Evil little tingles sparked my skin at him not recalling the name of the girl he’d had revenge sex with in his room. Maybe she meant nothing to him. “That girl you…slept with.” “Best I’ve ever had,” he had said.
“No,” he said. “I was trying to—No, nothing happened with Savannah.”
“Hannah.”
“Right.” Nate pulled on a strand of my hair. “Allie.” He hesitated. Was he going to admit his feelings? That he wanted me— “I think you need some help.”
Not what I had wanted to hear. “I’ve had help.”
“There are some therapists on campus in the health center. I think maybe—”
“I’ve seen therapists. They all say the same thing and treat me like something out of a textbook.” It was why I wanted to be a psychologist: to help people, rather than make them feel inadequate and easy to define.
He played with my hair for a moment before asking, “What do they usually say?”

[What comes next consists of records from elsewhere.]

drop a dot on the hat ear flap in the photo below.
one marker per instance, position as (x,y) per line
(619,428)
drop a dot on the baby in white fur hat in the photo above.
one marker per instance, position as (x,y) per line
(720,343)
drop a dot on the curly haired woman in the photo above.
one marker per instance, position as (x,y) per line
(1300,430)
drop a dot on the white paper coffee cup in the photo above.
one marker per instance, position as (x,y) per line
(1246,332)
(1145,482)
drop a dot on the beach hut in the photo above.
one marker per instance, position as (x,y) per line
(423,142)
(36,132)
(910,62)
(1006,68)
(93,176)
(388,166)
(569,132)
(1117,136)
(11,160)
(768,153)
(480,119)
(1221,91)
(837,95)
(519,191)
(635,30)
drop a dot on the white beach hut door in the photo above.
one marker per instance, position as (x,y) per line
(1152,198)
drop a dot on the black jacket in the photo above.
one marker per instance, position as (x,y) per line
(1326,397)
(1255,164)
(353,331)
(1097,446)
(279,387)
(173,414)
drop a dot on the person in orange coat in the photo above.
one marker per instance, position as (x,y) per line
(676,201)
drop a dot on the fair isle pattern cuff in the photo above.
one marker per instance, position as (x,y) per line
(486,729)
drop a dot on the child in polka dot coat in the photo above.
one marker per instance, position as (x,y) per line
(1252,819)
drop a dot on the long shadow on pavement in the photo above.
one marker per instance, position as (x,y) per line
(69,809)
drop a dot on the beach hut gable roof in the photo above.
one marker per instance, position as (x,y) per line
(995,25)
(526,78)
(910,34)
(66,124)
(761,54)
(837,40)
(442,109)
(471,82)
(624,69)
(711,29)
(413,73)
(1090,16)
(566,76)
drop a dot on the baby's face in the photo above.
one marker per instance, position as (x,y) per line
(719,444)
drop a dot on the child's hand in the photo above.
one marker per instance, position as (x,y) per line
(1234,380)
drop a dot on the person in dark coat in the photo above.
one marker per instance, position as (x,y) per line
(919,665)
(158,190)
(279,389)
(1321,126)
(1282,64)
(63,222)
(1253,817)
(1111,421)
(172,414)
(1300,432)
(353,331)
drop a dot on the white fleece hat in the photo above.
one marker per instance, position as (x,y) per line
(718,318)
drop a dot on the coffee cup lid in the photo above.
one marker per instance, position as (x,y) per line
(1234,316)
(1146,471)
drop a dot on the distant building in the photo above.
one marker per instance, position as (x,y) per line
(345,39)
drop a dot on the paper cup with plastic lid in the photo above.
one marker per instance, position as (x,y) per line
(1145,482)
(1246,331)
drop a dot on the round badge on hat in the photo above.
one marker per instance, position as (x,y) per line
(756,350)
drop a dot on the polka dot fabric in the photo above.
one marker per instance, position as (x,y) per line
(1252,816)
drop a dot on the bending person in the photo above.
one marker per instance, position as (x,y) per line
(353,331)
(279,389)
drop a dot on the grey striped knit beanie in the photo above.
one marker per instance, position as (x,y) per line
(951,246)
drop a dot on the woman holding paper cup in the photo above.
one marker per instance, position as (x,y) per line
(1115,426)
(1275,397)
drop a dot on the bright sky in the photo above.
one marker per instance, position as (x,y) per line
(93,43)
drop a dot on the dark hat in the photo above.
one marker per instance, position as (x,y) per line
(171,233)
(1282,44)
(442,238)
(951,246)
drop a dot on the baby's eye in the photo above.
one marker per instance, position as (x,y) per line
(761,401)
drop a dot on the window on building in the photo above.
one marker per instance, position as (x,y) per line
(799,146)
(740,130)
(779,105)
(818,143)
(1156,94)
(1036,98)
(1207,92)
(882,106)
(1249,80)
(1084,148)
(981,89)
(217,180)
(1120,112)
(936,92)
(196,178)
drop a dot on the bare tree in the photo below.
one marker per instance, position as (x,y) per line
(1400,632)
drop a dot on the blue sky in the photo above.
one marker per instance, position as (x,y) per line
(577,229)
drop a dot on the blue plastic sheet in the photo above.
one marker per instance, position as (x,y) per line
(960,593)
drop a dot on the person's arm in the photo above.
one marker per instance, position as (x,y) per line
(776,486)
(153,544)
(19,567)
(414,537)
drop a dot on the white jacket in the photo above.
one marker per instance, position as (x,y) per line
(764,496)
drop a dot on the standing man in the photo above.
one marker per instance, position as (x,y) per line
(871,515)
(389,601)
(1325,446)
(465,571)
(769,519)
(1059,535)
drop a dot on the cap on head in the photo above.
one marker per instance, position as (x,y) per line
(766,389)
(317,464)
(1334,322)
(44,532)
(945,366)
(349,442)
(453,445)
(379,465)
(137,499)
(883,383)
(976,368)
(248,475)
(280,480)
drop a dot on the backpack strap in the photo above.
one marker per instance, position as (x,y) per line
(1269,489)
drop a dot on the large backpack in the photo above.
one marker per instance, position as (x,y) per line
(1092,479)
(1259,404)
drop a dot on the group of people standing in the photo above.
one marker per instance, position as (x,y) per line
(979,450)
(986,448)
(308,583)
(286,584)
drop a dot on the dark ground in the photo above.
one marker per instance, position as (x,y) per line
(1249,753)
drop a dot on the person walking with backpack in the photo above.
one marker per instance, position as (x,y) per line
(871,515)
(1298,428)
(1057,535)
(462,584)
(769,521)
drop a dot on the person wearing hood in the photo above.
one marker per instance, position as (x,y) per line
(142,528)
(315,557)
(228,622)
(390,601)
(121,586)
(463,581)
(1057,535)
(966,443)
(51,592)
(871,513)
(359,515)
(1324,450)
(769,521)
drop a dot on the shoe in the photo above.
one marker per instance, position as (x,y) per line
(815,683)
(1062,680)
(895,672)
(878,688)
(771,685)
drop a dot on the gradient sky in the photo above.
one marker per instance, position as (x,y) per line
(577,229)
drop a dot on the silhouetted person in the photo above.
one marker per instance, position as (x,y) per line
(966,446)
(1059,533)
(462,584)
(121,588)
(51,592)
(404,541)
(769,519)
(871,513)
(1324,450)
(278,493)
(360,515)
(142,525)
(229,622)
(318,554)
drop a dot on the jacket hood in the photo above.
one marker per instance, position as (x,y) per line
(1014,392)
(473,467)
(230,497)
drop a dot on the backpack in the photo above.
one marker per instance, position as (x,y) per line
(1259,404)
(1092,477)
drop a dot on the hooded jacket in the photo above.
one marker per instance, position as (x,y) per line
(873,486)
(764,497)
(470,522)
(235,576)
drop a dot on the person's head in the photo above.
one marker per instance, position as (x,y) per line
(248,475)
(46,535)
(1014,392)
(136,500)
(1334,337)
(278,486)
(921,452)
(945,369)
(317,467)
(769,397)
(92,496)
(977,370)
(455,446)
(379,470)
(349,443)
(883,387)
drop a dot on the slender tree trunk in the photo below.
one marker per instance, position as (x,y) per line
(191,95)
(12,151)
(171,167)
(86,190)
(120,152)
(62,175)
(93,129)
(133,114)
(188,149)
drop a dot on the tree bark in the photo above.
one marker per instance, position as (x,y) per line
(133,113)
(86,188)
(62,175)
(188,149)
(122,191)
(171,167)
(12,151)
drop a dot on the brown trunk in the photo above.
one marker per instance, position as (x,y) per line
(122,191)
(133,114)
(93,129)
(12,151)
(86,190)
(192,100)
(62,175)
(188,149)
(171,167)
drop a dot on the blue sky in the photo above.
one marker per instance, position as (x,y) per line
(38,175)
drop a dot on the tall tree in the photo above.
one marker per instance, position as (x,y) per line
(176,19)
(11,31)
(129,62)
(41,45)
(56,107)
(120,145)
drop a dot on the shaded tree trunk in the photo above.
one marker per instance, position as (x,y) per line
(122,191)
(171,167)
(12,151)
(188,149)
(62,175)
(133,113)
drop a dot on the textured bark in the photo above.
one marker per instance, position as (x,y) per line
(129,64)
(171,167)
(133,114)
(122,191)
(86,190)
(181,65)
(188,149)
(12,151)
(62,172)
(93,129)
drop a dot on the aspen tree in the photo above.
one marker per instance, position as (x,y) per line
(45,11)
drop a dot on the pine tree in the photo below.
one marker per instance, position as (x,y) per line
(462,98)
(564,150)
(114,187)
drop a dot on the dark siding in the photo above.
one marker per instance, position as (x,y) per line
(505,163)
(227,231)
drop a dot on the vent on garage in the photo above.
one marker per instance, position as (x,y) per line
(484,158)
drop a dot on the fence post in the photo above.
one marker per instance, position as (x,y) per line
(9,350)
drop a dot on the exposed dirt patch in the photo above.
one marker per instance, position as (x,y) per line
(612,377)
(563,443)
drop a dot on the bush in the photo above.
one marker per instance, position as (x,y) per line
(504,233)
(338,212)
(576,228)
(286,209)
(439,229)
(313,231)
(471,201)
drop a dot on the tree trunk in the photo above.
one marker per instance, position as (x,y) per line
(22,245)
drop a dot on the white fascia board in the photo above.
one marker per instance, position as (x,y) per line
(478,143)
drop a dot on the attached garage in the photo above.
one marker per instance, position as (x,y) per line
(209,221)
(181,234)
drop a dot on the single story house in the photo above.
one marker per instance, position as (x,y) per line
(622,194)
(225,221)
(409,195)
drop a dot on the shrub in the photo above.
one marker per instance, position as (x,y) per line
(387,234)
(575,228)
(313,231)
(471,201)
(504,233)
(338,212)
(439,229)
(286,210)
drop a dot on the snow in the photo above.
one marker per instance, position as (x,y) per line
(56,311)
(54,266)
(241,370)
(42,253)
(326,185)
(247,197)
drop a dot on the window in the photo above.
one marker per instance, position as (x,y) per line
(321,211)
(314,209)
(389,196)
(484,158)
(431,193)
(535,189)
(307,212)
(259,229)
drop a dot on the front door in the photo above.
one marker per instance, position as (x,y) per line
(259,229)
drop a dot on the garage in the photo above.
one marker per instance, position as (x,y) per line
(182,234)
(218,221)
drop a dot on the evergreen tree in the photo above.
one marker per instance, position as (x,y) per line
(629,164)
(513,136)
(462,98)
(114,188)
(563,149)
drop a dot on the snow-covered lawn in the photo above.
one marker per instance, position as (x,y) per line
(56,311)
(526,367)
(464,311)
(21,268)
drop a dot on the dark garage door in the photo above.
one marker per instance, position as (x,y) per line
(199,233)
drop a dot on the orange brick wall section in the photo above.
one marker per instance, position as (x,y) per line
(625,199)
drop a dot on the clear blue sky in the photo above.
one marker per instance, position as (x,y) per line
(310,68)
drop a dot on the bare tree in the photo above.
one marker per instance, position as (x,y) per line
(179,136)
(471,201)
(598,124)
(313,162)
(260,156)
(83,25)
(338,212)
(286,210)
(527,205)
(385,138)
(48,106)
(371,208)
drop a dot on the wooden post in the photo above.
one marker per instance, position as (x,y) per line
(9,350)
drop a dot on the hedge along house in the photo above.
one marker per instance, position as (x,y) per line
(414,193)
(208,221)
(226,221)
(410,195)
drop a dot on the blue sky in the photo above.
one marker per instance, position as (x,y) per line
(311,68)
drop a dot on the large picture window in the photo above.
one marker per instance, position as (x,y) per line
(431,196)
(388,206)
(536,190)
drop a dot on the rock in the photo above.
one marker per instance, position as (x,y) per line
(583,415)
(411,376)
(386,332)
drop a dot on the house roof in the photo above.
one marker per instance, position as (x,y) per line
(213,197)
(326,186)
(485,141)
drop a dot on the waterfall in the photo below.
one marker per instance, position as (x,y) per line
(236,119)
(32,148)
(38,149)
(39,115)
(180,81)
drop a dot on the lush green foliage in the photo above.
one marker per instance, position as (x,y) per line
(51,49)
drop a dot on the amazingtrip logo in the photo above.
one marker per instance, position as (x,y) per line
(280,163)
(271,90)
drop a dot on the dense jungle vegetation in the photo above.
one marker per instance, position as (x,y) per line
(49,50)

“That I should expect to suffer from poor self-esteem, depression, and problems with, um, intimacy.
” One-night stands held no problem for me, but trusting someone with my feelings? No, thank you. But wasn’t that what I did with Nate?
“And do you?”
“I hate how they think of it as a prophecy, like everyone doomed to one fate will be doomed to another. Everything I do is to try to be the opposite of what they tell me. Poor self-esteem? I get dressed up every damn day. Depression? How can someone be depressed if they go to parties, explore the world, go skydiving, and climb mountains in their free time?”
“So, no therapists.” Nate nodded and bit his lip. I loved how he tried to think of ways to help me heal. “What about group therapy?”
“Like people with issues all coming together to sing ‘Kumbaya My Lord?’”
“It may not be as cheesy as you think it is.”
I snuggled closer to him at his comforting tone. “Would you go with me?” I did not want to go open up to strangers all alone.
His silence scared me until he said, “If you want me to.”
“I want you to.” Or more truthfully, “I want you.”
Chapter 15
Nate:
* * *
“Goldy was two years old when he died, and he was my best friend. Whenever I fed him, his tail would move faster and his big eyes would look up at me…” A boy who looked too young to even be a freshman held back tears.
Allie’s hands were pale as she clenched her fingers into tight fists. I put my hand over hers to soothe her, and she glanced at me. Ignoring the sparks radiating from where our skin met, I squeezed her to remind her why we were here. She had been having nightmares every night, and I had thankfully convinced her to go to group therapy. So far, however, everyone’s issues could not even compare to Allie’s.
“I still remember the cute little bubbles he used to make,” the boy finished his story, and everyone glanced around, confused.
“Bubbles?” The group therapy leader questioned. How did a dog make bubbles? Wait. “Goldy was…a fish?”